Es werden durch die Gründung dieses neuen Verbandes aber keine der bestehenden Fragen beantwortet, sondern zuerst mal nur neue aufgeworfen - auch und gerade im Hinblick auf Angelveranstaltungen.

Das IAM (International Anglers Meeting) wurde bis 2012 vom DAV mit dem Team um Champions Team veranstaltet. 

2013 wurde es dann vom DAFV entsprechend weitergeführt.

Diese Veranstaltung wurde sowohl beim DAV wie auch beim DAFV über das ominöse Leipziger Treuhandkonto abgerechnet, das oder dessen Abrechnung wir nirgends in den veröffentlichten Finanzunterlagen zur Fusion finden konnten.
http://www.anglerboard.de/board/showthread.php?t=280426


Nun veröffentlicht der neue Verband auf seinen Seiten die Meldung, dass zukünftig der DSAV statt des DAFV das IAM veranstalten würde.
http://dsav.eu/iam-2014-17-18-oktober-2014-silokanal/


Daraus ergeben sich nun wiederum viele neue Fragen.

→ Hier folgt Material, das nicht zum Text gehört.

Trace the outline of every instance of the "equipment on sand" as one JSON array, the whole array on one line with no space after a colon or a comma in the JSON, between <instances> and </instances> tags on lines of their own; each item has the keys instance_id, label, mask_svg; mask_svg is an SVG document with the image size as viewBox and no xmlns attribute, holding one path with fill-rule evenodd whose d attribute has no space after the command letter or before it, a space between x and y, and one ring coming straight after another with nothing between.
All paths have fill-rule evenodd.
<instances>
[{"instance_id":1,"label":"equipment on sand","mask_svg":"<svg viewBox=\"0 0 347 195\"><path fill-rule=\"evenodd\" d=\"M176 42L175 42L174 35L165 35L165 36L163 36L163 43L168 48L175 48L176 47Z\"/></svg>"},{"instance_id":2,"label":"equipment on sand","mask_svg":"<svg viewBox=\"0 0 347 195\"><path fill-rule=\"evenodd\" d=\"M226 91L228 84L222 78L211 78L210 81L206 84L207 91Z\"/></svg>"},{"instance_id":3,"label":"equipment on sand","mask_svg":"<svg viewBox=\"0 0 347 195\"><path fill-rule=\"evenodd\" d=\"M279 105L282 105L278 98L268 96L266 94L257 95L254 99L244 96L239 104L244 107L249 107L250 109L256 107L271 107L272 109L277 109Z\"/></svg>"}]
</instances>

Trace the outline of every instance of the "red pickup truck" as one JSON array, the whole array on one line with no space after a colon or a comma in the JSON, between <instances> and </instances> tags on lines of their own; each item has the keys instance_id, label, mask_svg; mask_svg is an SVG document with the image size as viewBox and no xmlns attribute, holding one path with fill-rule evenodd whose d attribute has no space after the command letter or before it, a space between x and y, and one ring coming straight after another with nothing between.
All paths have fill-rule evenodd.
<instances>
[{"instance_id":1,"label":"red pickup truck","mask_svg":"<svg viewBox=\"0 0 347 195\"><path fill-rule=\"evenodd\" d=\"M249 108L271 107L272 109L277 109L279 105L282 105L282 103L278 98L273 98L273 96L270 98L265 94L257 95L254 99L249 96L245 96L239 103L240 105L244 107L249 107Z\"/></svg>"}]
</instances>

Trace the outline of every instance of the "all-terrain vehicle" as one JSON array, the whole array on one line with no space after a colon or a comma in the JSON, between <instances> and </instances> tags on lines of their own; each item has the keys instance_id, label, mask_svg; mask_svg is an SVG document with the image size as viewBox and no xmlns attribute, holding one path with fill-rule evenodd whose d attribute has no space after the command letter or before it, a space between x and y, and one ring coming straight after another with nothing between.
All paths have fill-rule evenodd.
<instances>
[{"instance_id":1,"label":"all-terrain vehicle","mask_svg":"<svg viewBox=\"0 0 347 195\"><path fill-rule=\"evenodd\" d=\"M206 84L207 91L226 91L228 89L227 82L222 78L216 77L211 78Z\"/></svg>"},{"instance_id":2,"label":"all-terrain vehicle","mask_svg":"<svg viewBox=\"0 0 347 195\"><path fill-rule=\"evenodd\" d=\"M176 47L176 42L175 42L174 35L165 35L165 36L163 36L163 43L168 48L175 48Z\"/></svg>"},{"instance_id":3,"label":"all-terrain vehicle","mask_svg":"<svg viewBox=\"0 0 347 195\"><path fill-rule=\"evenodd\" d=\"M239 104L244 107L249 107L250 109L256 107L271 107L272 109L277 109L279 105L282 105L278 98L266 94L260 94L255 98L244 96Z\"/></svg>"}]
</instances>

Denn bevor das der DSAV übernehmen kann, müsste das der DAFV ja zuerst mal aufgeben.

Nach unserer Kenntnis wurde darüber aber weder im Präsidium, noch im Verbandsausschuss des DAFV darüber diskutiert oder gar ein gültiger Beschluss gefasst.

Entweder stimmt also die Meldung des DSAV nicht.

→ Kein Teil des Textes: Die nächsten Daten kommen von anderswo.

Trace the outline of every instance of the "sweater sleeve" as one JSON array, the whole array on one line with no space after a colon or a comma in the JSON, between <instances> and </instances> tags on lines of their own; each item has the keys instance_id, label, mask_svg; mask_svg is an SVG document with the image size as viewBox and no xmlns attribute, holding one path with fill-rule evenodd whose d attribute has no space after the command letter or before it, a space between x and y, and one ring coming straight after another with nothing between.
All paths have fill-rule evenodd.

Oder es wurde wieder einmal an den Gremien vorbei im DAFV Entscheidungen in Hinterzimmern getroffen und ausgemauschelt.

Weder das eine, noch das andere würde uns wirklich wundern.

Wissen wollen wirs aber schon gerne - und ihr sicher auch.

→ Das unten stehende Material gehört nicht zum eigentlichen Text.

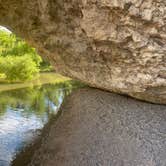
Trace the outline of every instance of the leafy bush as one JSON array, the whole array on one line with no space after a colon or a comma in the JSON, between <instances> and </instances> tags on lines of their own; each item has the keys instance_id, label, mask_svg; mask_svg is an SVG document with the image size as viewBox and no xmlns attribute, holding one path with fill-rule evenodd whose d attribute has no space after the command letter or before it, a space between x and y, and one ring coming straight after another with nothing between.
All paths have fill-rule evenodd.
<instances>
[{"instance_id":1,"label":"leafy bush","mask_svg":"<svg viewBox=\"0 0 166 166\"><path fill-rule=\"evenodd\" d=\"M0 57L0 72L10 81L31 80L38 72L37 64L29 55Z\"/></svg>"},{"instance_id":2,"label":"leafy bush","mask_svg":"<svg viewBox=\"0 0 166 166\"><path fill-rule=\"evenodd\" d=\"M36 50L14 34L0 30L0 73L9 81L31 80L40 70Z\"/></svg>"}]
</instances>

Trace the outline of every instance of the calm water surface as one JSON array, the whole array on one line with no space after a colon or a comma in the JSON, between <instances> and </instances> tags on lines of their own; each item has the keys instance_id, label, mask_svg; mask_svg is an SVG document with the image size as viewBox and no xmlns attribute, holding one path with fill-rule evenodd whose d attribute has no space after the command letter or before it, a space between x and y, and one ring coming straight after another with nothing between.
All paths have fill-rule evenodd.
<instances>
[{"instance_id":1,"label":"calm water surface","mask_svg":"<svg viewBox=\"0 0 166 166\"><path fill-rule=\"evenodd\" d=\"M11 165L77 87L70 81L0 93L0 166Z\"/></svg>"}]
</instances>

Um das herausfinden zu können, haben wir nachfolgende Mail also sowohl an den DAFV, den DSAV wie auch an das Champions Team geschickt - wie immer, sollten Antworten kommen, werden wir diese veröffentlichen:


> Sehr geehrte Frau Dr. Happach-Kasan, sehr geehrter Herr Quinger, sehr geehrter Herr Anstötz,
> 
> bis 2012 wurde das IAM (International Anglers Meeting) vom DAV veranstaltet, 2013 vom DAFV, immer gemeinsam mit Champions Team.
> 
> ...



Thomas Finkbeiner


----------



## Thomas9904 (11. Juni 2014)

*AW: DAFV, DASV, IAM - wir fragen nach*

Zumindest vom DSAV wird man ja wohl eine Antwort erwarten dürfen, da wurde ja schon kundgetan (u. a. bei uns), dass man Fragen beantworten wolle..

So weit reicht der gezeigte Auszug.